No less an intellect than the great Russian writer Aleksandr Solzhenitsyn, attempting to identify the salient characteristic of the twentieth century, put his finger on human forgetfulness of God. In his Templeton Lecture (delivered in London in 1983), after mentioning the disaster which had befallen his homeland in the Russian Revolution, Solzhenitsyn continued: “if I were called upon to identify briefly the principal trait of the entiretwentieth century, here too I would be unable to find anything more precise and pithy than to repeat once again: ‘Men have forgotten God’”—a Russian saying recalled from his youth. He went on to affirm, “The failings of human consciousness, deprived of its divine dimension, have been a determining factor in all the major crimes of this century.”

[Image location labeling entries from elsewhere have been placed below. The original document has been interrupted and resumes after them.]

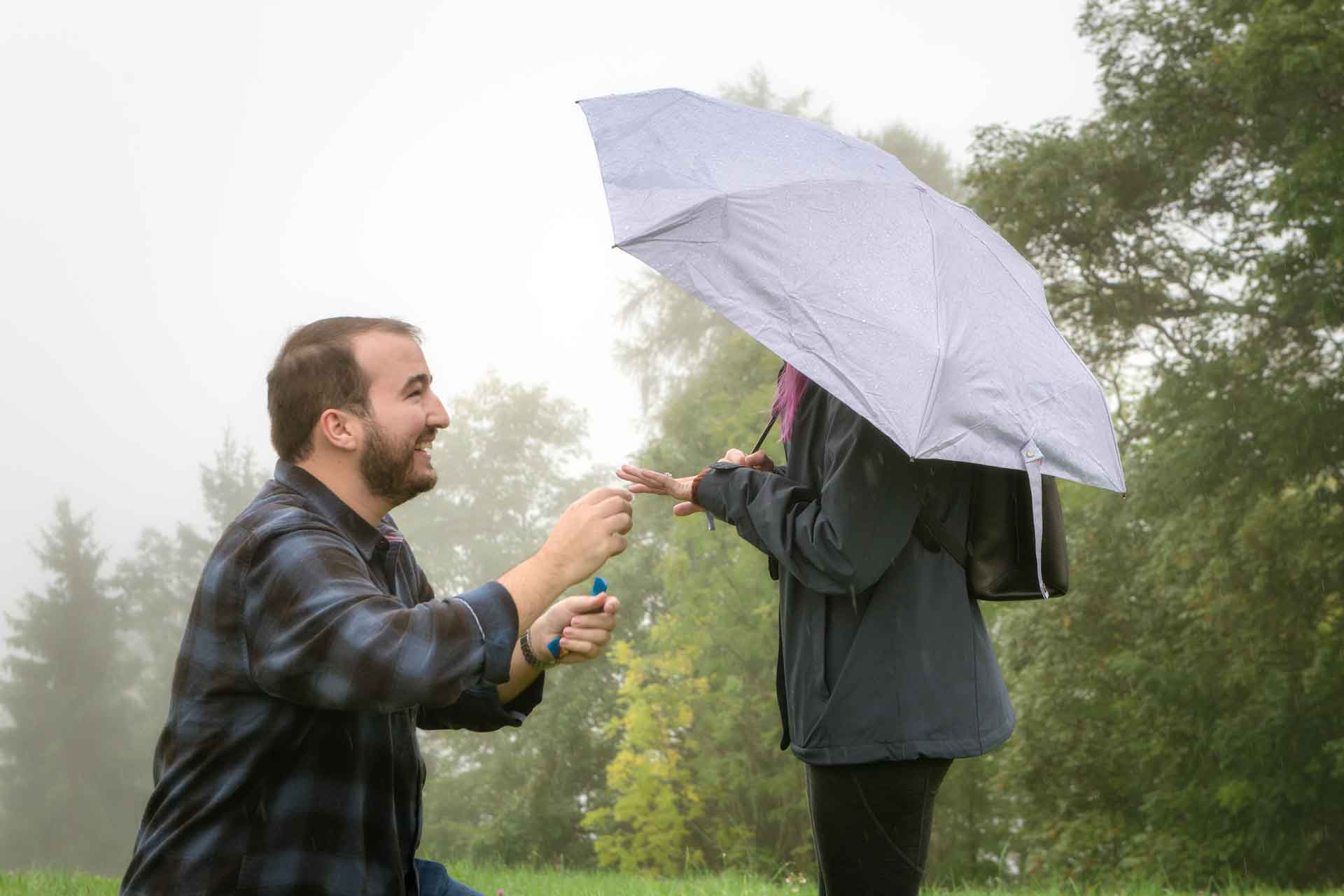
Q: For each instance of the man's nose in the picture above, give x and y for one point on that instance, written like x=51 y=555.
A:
x=437 y=415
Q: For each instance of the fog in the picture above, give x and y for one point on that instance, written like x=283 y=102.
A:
x=185 y=183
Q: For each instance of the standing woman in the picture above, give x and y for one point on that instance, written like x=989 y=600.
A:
x=886 y=672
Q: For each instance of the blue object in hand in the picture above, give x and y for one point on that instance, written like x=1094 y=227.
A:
x=598 y=587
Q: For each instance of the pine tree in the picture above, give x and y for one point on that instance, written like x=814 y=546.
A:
x=65 y=790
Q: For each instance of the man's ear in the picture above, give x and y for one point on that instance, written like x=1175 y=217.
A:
x=339 y=429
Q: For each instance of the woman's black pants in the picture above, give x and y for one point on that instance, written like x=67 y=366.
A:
x=872 y=825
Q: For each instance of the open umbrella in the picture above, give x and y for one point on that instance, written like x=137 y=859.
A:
x=827 y=250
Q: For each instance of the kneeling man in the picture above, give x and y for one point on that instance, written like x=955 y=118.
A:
x=316 y=645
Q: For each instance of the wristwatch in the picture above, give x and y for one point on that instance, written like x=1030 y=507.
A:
x=537 y=659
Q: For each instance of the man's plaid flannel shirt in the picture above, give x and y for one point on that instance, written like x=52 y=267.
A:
x=314 y=650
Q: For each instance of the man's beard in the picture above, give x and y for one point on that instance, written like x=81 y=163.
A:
x=388 y=468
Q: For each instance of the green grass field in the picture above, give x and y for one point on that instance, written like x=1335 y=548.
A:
x=521 y=881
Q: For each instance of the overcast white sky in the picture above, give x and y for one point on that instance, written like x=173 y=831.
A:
x=183 y=183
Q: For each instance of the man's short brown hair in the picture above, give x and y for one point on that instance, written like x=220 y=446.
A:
x=316 y=370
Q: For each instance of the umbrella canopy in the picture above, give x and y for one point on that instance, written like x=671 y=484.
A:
x=827 y=250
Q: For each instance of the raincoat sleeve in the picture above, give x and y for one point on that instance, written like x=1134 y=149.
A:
x=843 y=538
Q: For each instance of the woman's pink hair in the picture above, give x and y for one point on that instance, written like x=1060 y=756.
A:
x=788 y=393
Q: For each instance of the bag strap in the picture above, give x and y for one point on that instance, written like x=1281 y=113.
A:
x=764 y=433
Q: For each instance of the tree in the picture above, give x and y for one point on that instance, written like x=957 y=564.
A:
x=64 y=785
x=1175 y=707
x=156 y=586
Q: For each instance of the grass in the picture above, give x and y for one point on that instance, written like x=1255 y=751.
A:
x=523 y=881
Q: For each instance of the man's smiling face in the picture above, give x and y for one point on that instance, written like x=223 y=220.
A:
x=403 y=416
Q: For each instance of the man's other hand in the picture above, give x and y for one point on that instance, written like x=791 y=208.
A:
x=589 y=533
x=584 y=625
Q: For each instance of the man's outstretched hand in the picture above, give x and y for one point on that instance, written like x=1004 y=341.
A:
x=589 y=533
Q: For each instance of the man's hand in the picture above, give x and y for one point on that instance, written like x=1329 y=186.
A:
x=589 y=533
x=582 y=624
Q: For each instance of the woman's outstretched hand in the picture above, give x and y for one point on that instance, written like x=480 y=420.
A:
x=679 y=486
x=652 y=482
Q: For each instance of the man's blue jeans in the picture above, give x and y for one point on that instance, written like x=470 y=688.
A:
x=435 y=881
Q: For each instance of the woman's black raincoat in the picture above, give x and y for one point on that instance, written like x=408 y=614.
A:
x=882 y=652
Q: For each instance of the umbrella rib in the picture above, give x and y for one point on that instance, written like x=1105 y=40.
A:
x=652 y=232
x=937 y=320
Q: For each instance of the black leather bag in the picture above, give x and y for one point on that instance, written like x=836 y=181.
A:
x=999 y=554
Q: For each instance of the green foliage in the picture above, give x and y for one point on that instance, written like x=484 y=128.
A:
x=1179 y=710
x=155 y=587
x=523 y=881
x=64 y=755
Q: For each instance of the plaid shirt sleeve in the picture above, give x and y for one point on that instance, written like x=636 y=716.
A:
x=479 y=708
x=319 y=631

Solzhenitsyn’s suggestion finds support in the later work of Peter Conrad, an Australian literary scholar, lately of Oxford University. Conrad defines the project of the twentieth century, displayed in its art, as the banishment of God and God’s replacement by man. As the twentieth century began—under the influence of the mighty changes of the nineteenth century—“its plot seemed radiantly clear: in the future, men would replace God.” But along the way, it became apparent that “The older version of human nature . . . was far from obsolete, and history seemed to demonstrate that man remained a savage.” On the last page of the book, Conrad concludes, “Modernity had a single, simple project, carried through in all fields of mental endeavor. Declining to give God credit for creation, it took the world to pieces.” It is striking that a cultural historian, with no apparent religious axe to grind, should identify anti-theism or the “death of God” theme as the central feature of twentieth-century culture. He mentions it not merely at the beginning and the end of his account, but repeatedly throughout.

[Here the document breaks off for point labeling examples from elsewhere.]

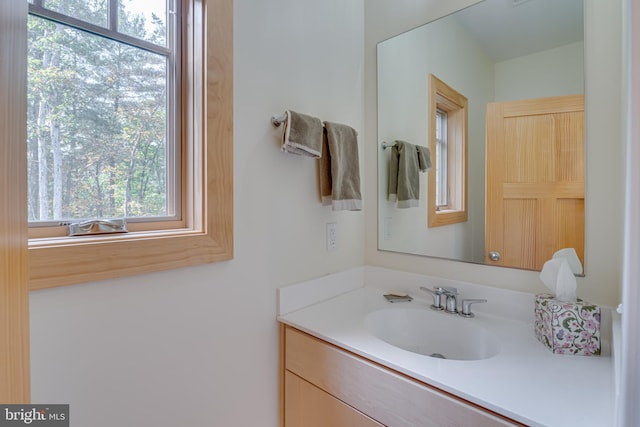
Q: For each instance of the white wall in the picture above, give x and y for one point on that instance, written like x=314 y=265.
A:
x=199 y=346
x=553 y=72
x=604 y=163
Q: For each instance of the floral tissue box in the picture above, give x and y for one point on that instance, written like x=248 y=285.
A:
x=567 y=327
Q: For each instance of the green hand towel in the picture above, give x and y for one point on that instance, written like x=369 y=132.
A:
x=407 y=160
x=340 y=168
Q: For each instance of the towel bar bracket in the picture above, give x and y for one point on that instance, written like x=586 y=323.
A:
x=279 y=119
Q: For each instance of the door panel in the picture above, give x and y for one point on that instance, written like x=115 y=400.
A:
x=535 y=180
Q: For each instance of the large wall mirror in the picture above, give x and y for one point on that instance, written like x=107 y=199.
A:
x=519 y=64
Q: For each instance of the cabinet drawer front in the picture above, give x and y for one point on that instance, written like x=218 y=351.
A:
x=384 y=395
x=308 y=406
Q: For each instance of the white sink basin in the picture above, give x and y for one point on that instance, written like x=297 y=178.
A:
x=432 y=333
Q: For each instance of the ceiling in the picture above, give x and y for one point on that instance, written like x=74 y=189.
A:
x=511 y=28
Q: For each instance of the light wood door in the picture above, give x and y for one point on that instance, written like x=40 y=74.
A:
x=535 y=180
x=14 y=296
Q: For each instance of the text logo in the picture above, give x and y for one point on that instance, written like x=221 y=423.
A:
x=34 y=415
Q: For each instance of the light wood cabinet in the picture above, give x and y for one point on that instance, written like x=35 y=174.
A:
x=325 y=385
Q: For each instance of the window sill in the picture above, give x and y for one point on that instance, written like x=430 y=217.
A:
x=447 y=217
x=71 y=260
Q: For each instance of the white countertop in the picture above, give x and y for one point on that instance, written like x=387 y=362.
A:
x=524 y=381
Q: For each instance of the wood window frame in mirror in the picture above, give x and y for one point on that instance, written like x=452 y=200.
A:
x=444 y=98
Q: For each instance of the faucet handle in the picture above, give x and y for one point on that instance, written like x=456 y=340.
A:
x=436 y=294
x=448 y=291
x=466 y=307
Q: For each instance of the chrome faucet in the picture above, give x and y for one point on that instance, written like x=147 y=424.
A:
x=451 y=301
x=466 y=307
x=451 y=305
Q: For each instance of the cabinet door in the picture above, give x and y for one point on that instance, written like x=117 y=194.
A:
x=308 y=406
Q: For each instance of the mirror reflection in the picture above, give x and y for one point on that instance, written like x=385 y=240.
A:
x=519 y=66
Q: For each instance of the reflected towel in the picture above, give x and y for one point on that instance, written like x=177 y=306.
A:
x=407 y=160
x=340 y=168
x=302 y=135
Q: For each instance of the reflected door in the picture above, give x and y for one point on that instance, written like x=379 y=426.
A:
x=535 y=180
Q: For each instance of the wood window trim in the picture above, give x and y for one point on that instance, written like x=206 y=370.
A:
x=14 y=295
x=208 y=233
x=443 y=97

That this anti-theistic outlook was the driving force of the twentieth century is lent credibility by a review of the origins of the disastrous and destructive events of that century. The first half of the century was marked by two horrific world wars and communist revolutions in Russia and China. Both world wars (1914-18; 1939-45) arguably originated with Germany, which in the preceding century had adopted and advanced a destructive intellectual movement, historical criticism of the Bible, which was based on naturalistic premises and required the elimination of a personal and infinite God from any explanation of the origin of the Bible and the events it records. The second of these wars involved the explicit effort to eradicate European Jews, the people who were instrumental in giving to the world the Hebrew Bible (our Old Testament), including the Ten Commandments. The two communist revolutions (Russia in 1917, China in 1949) were both explicitly atheistic, as Marx’s ideology prescribed. Taken together, these two wars and two revolutions resulted in the deliberate deaths of untold hundreds of millions of human beings, making the twentieth century the most deliberately deadly in all human history. All this was undertaken against the background or in the interest of the banishment of God—the God of the Bible—from human consciousness.
The same tendency was evident in the internal cultures of the nations of the West during the first half of the century. Historical criticism of the Bible became the accepted mode of removing the biblical worldview from serious engagement by educated people in both Europe and the United States.